Still, Assange suggested that the Afghan video would still prove to be horrifying, because a viewer will watch it in the knowledge that the “casualty figure there is much higher” than in the attack two years earlier in Baghdad.
Assange said WikiLeaks had been provided an encrypted version of the Afghan video, about an hour in length. He said it had proved difficult to decrypt the video and that, once decrypted, the site needed more time to “analyze and assess it” in anticipation of posting it online.
He said that the site intended to release the video along with U.S. government documents and other materials that would put the video into context. The documents might be put online as early as next week, with the video to follow several days later, he said.
Assange said that, so far, WikiLeaks had been unable to locate the 260,000 State Department cables that Manning was reported to have turned over to the site.

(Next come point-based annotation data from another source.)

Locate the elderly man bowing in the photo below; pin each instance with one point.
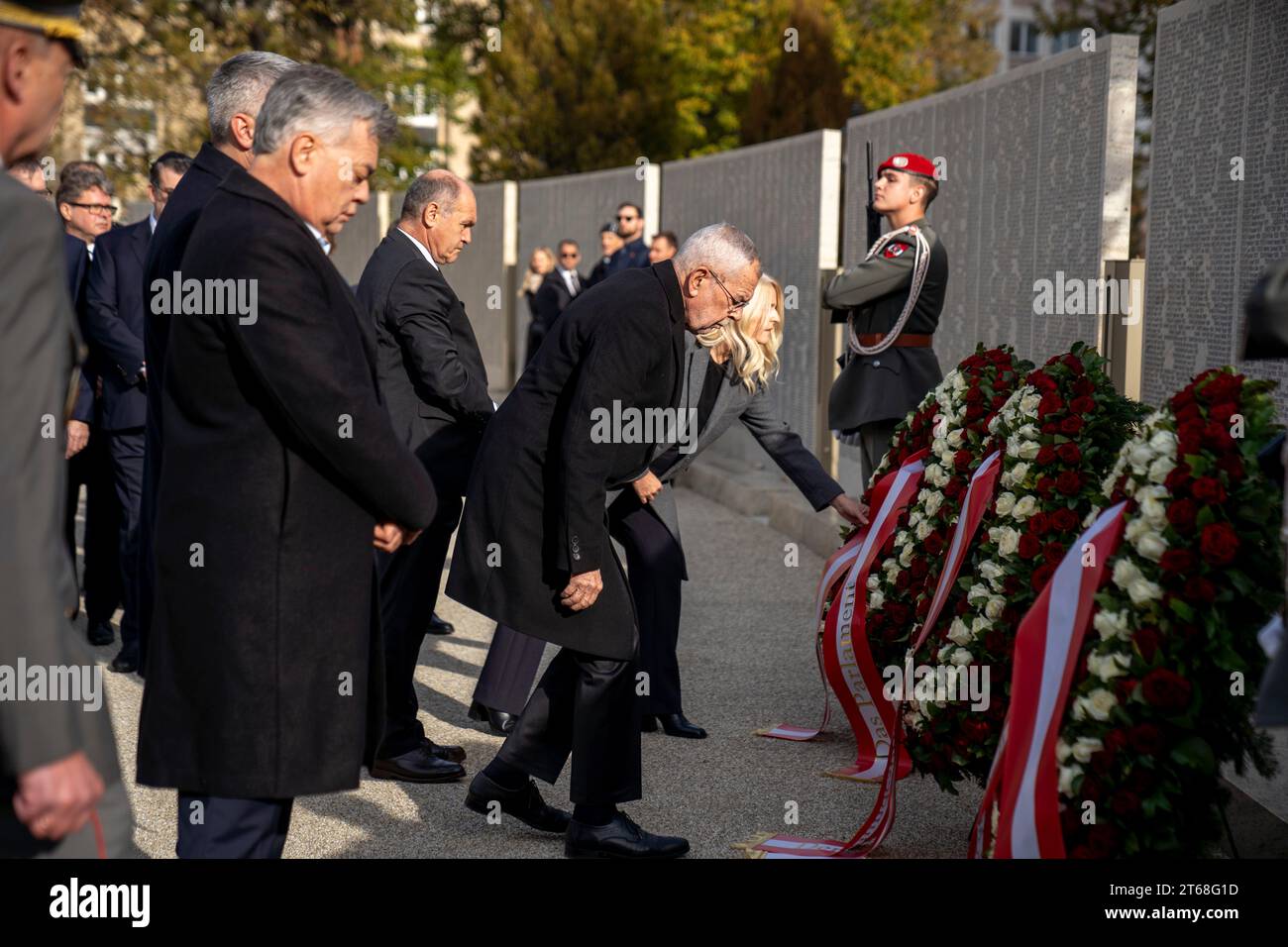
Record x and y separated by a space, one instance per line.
533 549
281 472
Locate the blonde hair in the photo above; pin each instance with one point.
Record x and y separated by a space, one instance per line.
754 363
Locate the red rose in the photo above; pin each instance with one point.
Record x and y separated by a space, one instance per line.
1146 642
1050 403
1179 479
1209 489
1218 436
1219 543
1181 514
1064 519
1167 690
1199 589
1069 482
1176 561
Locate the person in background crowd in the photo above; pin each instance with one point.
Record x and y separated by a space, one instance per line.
541 262
609 243
434 385
60 792
114 326
662 248
634 250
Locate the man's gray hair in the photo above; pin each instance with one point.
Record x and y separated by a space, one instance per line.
313 98
240 85
438 187
721 248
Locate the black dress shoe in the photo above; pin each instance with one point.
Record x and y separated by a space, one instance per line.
497 720
101 634
437 626
619 839
524 804
417 766
677 725
455 754
125 663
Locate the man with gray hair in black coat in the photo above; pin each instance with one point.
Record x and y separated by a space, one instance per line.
281 472
533 551
434 385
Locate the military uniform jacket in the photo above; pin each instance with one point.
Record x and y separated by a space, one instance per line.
888 385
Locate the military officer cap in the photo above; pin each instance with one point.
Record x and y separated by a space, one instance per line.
53 18
910 163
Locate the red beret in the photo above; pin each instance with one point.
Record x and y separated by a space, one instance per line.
910 162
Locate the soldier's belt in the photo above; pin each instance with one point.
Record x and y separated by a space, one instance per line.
907 341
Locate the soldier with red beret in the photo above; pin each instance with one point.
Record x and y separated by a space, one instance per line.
890 303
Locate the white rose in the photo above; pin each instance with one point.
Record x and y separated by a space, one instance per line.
1159 470
1107 667
1163 442
1151 545
958 633
1024 508
1126 573
1009 541
1085 746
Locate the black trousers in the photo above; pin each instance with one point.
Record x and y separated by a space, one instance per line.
127 449
223 827
655 565
585 706
408 591
102 582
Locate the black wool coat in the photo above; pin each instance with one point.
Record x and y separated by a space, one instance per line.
535 509
263 668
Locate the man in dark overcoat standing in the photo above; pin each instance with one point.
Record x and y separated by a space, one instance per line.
533 551
281 472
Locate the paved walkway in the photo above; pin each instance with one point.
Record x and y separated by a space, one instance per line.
747 661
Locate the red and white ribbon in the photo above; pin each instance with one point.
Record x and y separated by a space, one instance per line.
1024 780
844 582
874 830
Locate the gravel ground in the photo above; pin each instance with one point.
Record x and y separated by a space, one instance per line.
746 655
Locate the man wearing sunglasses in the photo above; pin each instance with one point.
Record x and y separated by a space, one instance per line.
630 227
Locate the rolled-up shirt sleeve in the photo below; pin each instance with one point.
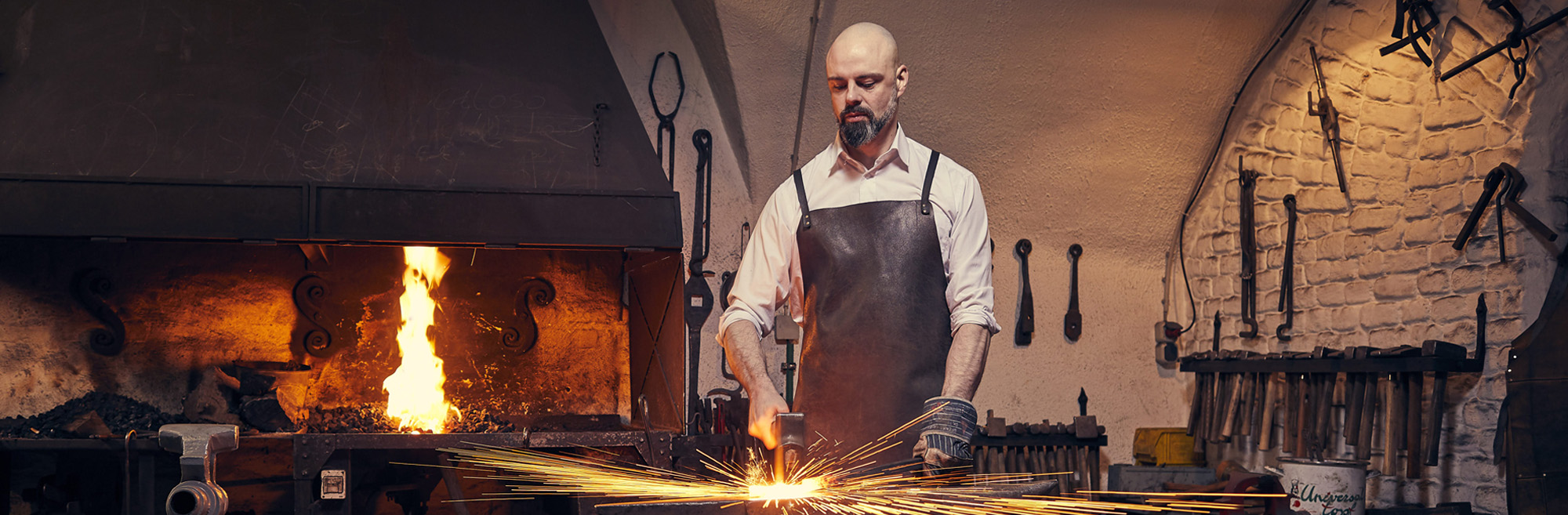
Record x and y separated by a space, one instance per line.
766 278
970 294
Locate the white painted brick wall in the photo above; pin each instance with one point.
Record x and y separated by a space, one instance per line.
1379 270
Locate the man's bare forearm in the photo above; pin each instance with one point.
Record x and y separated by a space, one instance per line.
744 352
965 361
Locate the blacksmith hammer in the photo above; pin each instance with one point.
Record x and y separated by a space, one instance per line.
1084 426
198 491
789 429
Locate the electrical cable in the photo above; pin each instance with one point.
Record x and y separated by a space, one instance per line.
805 82
1219 143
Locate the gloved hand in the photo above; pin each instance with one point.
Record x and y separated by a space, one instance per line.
946 433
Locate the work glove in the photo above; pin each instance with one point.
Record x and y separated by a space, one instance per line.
946 433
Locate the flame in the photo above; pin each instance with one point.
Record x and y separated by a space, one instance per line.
775 491
415 391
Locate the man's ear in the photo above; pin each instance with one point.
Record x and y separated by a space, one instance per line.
902 79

A spokeswoman for the WikiLeaks said last weekend that the cables may be buried in a flood of other leaked material that is now sitting in the website’s electronic in-baskets. But Assange said he doubted it. He said the cables, if they were ever actually downloaded, apparently never reached WikiLeaks.
Philip Shenon, a former investigative reporter at The New York Times, is the author of The Commission: The Uncensored History of the 9/11 Investigation.